Lisbon – East Timor's deposed prime minister, Mari Alkatiri, rejected Thursday a report by a conflict-prevention group which recommended that he and President Xanana Gusmao sit out next year's general election to reduce tensions in Asia's newest nation.

The Brussels-based International Crisis Group blamed deadly clashes between rival armed factions which swept Dili in April and May partly on a longstanding rivalry between the two men in the report released Tuesday.

The report said internal divisions pose the greatest threat to the elections and that "the most important guarantor against violence might be for the more controversial figures in the capital to sit this election out voluntarily."

It advised Gusmao and Alkatiri "to think the unthinkable – foregoing any role in the 2007 elections so new leaders can emerge."

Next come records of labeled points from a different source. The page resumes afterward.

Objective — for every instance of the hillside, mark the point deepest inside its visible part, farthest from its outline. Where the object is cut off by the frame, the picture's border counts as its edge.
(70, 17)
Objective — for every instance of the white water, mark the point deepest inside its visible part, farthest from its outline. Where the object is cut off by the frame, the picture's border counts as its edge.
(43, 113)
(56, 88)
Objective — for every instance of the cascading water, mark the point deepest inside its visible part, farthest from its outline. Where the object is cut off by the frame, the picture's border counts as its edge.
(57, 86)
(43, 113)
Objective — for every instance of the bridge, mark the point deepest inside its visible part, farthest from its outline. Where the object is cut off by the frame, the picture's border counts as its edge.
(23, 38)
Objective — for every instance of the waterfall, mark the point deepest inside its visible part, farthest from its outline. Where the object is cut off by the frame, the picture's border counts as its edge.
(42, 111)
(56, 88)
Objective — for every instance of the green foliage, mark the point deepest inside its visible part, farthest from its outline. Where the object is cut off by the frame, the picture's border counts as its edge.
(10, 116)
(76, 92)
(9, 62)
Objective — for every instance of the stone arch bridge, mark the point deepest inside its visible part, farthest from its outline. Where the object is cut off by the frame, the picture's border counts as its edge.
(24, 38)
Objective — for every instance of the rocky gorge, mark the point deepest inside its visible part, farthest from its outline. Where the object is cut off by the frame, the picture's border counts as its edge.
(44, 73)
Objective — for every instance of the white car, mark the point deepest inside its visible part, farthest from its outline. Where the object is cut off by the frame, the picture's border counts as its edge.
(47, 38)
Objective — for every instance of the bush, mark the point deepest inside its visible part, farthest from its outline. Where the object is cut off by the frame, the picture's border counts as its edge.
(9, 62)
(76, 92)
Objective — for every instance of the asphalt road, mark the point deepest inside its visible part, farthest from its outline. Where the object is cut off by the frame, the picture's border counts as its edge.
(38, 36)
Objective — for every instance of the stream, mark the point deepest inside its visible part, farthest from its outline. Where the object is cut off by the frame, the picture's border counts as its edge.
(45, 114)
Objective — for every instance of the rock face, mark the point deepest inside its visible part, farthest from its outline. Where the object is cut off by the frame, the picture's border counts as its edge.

But in an interview published in daily Portuguese newspaper Publico, Alkatiri said the report's findings were "a simplistic way to understand what happened in the past in East Timor." "I don't want the conflict to be reduced to two people – me and Xanana Gusmao. Or that today's situation be seen as the result of old conflicts," he added.

Alkatiri resigned as prime minister under pressure in June following a wave of unrest in which more than 30 people were killed and an estimated 100,000 people were displaced.

The violence erupted after Alkatiri sacked over a third of its armed forces and it led to the deployment to East Timor of more than 3,200 international peacekeepers from Australia, New Zealand, Malaysia and Portugal.

Alkatiri was replaced as prime minister by Jose Ramos-Horta, a Nobel Peace Prize winner and East Timor's representative abroad during its struggle to break free of an Indonesian occupation that lasted from 1975 to 1999.

A neglected Portuguese colony for hundreds of years before the Indonesian occupation, East Timor is one of the poorest countries in the world in terms of income terms but has considerable oil and natural gas resources that are just beginning to be explored.